En medio de ese concierto natural, Erin cerró los ojos por un momento, permitiendo que los sonidos y la serenidad del entorno la abrazaran por completo. Era como si en ese momento, en esa habitación, encontrará el lugar que tanto había anhelado desde pequeña, un espacio donde la tranquilidad no le parecía agobiante.

De repente, un suave golpeteo resonó en la puerta de la habitación, interrumpiendo la atmósfera tranquila que la envolvía. La voz dulce de Lizzie se filtró a través de la madera, preguntando tímidamente si podía entrar. Erin, sentándose apropiadamente en la cama, respondió afirmativamente. La puerta se abrió lentamente y Lizzie apareció en el umbral, con su camisola puesta y abrazando una muñeca con cariño.

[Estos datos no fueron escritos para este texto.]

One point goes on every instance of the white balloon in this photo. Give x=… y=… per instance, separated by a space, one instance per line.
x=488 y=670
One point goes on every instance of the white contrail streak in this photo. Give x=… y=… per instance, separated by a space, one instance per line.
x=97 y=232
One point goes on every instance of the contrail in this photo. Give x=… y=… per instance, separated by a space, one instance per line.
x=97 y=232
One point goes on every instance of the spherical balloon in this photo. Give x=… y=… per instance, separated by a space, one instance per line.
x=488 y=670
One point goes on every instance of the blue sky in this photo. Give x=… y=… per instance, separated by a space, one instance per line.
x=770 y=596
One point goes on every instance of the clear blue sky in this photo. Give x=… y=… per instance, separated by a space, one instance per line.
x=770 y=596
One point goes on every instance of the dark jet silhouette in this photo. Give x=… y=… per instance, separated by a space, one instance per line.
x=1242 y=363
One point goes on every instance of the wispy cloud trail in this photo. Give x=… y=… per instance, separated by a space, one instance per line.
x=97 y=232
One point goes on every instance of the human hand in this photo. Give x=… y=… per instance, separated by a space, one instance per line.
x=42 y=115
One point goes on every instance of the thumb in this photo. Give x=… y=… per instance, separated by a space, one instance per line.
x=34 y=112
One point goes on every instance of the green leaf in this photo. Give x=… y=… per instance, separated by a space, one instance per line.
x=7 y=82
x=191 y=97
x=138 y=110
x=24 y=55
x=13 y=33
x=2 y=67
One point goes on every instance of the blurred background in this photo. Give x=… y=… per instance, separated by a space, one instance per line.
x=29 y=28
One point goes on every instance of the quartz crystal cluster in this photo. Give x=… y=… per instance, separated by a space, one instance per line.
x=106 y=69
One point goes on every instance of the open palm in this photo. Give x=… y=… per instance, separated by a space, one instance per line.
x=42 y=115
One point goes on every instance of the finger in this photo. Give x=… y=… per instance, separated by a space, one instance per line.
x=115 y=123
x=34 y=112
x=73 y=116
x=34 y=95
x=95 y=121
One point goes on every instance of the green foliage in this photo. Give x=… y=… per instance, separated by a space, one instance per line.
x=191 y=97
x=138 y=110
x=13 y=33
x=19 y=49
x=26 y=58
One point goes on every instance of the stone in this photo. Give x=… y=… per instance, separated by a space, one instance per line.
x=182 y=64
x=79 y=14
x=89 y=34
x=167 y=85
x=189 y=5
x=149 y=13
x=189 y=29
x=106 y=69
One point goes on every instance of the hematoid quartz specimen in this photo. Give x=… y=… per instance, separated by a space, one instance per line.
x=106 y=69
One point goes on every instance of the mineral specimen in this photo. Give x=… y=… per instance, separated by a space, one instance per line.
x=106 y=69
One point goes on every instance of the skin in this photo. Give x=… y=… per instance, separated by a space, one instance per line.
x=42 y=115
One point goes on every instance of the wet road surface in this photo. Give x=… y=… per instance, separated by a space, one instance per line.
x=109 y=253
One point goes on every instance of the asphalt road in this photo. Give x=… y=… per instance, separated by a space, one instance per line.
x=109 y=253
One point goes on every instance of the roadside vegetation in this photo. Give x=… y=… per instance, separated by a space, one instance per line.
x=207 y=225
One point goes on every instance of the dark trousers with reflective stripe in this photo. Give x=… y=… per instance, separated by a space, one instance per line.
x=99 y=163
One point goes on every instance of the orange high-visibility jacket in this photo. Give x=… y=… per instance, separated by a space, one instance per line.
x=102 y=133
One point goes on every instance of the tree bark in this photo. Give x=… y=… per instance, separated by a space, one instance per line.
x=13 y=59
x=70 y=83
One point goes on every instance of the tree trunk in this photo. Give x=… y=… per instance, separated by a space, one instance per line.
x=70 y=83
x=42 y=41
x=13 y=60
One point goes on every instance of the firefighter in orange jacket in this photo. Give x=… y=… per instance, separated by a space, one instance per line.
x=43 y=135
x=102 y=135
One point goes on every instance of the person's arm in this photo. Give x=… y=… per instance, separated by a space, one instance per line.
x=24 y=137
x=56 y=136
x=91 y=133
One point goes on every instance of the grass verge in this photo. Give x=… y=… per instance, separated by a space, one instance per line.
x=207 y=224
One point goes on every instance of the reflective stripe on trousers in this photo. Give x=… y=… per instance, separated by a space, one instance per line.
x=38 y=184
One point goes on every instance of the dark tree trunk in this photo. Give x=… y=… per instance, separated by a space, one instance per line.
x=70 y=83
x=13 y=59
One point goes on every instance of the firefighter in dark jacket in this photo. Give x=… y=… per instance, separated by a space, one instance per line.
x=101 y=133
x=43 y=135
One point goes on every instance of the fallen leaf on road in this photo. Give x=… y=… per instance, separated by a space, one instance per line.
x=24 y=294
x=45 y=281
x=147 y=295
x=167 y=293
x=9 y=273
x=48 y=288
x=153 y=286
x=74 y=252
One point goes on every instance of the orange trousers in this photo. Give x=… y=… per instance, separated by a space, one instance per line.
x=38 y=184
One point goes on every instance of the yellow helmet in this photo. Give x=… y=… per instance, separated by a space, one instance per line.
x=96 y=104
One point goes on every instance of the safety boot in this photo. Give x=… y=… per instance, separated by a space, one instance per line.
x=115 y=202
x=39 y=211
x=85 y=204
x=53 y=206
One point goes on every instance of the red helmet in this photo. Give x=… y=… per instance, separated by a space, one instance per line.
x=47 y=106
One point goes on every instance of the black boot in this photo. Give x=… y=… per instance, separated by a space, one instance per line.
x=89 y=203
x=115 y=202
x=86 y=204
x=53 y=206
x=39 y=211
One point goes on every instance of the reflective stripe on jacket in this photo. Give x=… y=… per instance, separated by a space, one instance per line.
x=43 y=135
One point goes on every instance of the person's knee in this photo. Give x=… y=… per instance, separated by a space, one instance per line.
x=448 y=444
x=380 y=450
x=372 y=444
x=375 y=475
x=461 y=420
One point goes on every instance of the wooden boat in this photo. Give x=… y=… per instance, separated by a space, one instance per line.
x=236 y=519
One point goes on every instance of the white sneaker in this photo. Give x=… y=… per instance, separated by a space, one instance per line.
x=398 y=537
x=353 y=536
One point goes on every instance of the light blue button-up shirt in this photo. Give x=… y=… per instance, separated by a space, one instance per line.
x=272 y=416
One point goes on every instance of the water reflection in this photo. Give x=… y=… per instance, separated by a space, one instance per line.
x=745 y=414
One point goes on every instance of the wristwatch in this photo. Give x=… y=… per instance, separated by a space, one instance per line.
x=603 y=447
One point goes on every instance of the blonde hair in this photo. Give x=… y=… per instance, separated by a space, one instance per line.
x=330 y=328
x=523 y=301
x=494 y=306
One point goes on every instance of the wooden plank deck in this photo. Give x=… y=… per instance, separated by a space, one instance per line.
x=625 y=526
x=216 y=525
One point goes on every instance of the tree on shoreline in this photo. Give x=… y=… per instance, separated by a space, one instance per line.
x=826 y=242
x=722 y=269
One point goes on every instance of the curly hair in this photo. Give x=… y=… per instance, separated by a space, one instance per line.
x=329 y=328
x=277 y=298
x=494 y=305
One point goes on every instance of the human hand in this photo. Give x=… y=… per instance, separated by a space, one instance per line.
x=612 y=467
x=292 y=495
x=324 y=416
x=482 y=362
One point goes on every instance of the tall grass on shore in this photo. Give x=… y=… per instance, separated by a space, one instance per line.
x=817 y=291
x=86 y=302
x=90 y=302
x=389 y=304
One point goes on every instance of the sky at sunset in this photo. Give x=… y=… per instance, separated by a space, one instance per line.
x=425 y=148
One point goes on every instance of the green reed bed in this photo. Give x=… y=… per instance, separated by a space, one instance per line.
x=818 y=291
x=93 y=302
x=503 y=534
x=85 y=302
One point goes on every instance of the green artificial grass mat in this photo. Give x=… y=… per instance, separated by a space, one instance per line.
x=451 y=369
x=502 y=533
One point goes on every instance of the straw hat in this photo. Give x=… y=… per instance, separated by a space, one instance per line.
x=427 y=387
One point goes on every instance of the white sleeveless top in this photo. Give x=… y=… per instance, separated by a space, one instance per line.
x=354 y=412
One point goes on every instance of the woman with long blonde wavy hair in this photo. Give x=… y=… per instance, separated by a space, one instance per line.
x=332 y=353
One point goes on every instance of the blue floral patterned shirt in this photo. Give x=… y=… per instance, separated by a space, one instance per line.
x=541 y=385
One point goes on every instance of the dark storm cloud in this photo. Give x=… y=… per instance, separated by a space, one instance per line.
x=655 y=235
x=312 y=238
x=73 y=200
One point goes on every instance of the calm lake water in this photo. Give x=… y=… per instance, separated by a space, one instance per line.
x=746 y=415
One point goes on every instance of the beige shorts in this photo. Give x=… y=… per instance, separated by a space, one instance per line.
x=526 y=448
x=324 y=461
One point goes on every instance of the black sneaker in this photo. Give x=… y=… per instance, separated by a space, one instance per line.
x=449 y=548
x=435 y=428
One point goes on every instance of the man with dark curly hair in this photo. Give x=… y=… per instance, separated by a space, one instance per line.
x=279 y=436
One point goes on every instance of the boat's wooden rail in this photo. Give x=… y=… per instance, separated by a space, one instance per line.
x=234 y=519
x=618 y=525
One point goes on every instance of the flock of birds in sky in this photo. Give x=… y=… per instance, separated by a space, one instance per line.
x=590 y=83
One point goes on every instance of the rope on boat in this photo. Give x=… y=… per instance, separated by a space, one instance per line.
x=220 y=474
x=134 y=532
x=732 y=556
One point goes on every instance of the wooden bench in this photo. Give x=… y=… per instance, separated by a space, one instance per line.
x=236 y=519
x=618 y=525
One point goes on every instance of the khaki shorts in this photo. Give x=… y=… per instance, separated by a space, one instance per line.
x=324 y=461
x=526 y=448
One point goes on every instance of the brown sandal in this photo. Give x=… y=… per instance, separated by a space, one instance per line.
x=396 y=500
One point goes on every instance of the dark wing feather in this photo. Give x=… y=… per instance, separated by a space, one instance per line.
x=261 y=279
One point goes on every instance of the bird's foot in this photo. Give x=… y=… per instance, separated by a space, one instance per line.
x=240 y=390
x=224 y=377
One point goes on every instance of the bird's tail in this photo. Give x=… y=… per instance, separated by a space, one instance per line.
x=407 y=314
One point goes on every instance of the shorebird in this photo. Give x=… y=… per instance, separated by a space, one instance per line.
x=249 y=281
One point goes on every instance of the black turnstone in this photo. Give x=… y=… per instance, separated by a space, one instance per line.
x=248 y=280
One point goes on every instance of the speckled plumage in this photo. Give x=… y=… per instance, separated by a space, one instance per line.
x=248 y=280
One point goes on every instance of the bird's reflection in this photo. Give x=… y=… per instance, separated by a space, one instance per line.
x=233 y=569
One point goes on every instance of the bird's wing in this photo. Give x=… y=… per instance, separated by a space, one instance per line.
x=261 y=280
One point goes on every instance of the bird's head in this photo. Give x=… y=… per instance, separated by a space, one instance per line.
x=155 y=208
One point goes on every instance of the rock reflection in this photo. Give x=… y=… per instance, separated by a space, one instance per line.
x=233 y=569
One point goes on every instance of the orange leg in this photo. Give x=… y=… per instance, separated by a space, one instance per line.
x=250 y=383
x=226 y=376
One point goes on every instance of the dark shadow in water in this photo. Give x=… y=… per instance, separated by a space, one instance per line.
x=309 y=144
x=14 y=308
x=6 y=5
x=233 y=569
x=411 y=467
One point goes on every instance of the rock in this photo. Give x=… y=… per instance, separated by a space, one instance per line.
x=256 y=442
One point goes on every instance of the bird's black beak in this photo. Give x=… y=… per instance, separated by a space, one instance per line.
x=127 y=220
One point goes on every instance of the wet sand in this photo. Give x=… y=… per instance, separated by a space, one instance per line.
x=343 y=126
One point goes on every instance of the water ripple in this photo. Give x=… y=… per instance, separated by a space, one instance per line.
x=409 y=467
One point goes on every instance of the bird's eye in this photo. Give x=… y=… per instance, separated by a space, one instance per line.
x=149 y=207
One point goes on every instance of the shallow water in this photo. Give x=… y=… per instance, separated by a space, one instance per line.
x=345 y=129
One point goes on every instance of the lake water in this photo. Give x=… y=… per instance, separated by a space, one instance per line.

—¿Puedo estar contigo un rato? —preguntó Lizzie. Erin asintió con la cabeza.

Con rapidez, la pequeña se subió a la cama de Erin, sentándose al lado de esta.

—¿Vas a dormir con la misma ropa? —preguntó Lizzie. La joven desvió sus ojos hacia su atuendo para luego regresar su mirada a la pequeña

«Es verdad» Se dijo a sí misma la joven «No se me ocurrió empacar algún pijama, solo metí lo primero que encontré»

—Creo que sí—respondió Erin, sintiéndose un poco avergonzada. La pequeña soltó una risita.

—Definitivamente tenemos que ir con la señora Collins—dijo la niña—. Podrías pedirle que te haga un pijama como el mío, así podríamos ser iguales...bueno, casi iguales.

Justo en ese momento, la Hermana Claudine entró en la habitación, sosteniendo unas mantas en sus manos.

—Creí haberte dejado en tu cuarto, Lizzie—comentó la religiosa con una mirada juguetona—. ¿Por qué estás aquí?

—No tengo sueño—respondió la pequeña—. Y quiero hablar con Erin un poco más.

Claudine rodó los ojos, claramente acostumbrada a la actitud de su sobrina. Luego, volvió su atención hacia la joven.